Saturday, July 5, 2014

The 5th Sure Ain't the 4th

Today is one of those days.
 I woke up and went back to sleep this morning about 3-4 times. I FINALLY got up when my body said that it thought it could handle some form of functioning. (I cannot lie it was about 1PM) I didn't FEEL like doing anything. As I surveyed the mountain of laundry in my room that needs washed and thought about the 3 baskets of laundry downstairs that need to be put away, the living room and hall that haven't been swept in a week, the groceries that need to be purchased, the quiz I need to study for, the paper I have to write, places I want to be, people I want to be with, the exercise that is on tap for me today...Good Lord, PLEASE NOT the exercise videos.

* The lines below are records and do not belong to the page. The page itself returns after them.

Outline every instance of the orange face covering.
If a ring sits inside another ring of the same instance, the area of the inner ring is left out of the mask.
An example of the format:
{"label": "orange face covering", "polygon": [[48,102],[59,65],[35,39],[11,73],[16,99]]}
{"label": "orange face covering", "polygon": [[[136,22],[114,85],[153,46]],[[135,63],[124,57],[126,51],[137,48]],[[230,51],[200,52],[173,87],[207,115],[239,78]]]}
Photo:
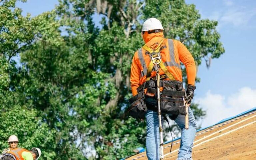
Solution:
{"label": "orange face covering", "polygon": [[164,38],[164,34],[163,31],[161,32],[157,33],[151,33],[149,34],[147,31],[145,31],[144,34],[143,34],[143,40],[145,43],[147,43],[152,38],[155,37],[162,37]]}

Yesterday I had planned on doing another one when I got home. Yeah, I didn't. It's doubles week already and so it's Dirty 30 and Pilates it should be. I hate the Pilates video because I have some unknown malady with my right hip and it hurts it. I do it because I know that it may help stretch the hip out, but I don't like it. I NEED to do the cardio I missed yesterday because I know that it will help make up for the homemade doughnuts and pretzels that I got from the Mennonites yesterday (good heavens, the pretzels and donuts).
 
Yeah, so the day started like that. I wanted to just put on some shorts or a bathing suit and go lay outside. Or just watch Netflix all day or something. But I knew that I couldn't. For a number of reasons.
1. The floor NEEDS swept.
2. I NEED clean clothes.
3. Toilet Paper is a but of a necessity.
4. I made a commitment and I know that I will feel better after I do the exercise.
 
We all have those days and I am certainly no exception.  Even the thought of doing anything today seemed overwhelming. It's something that I have struggled with for a long time and I probably will struggle with forever. But I got up. I will go about my business and I will try to make the most of it because the fact is:
I woke up.
I could move when I got up
I had food to eat
I have clothes that have to be washed
I have a home that needs to be cleaned
I have a phone and the internet to stay in touch
I have  body that is strong to get me through the exercise
I have intelligence to do work
I have the ability to get an education
 
That doesn't mean I'm not still in a funk today. But it gives me reminders that even on days when I feel my worst, I should give it my best.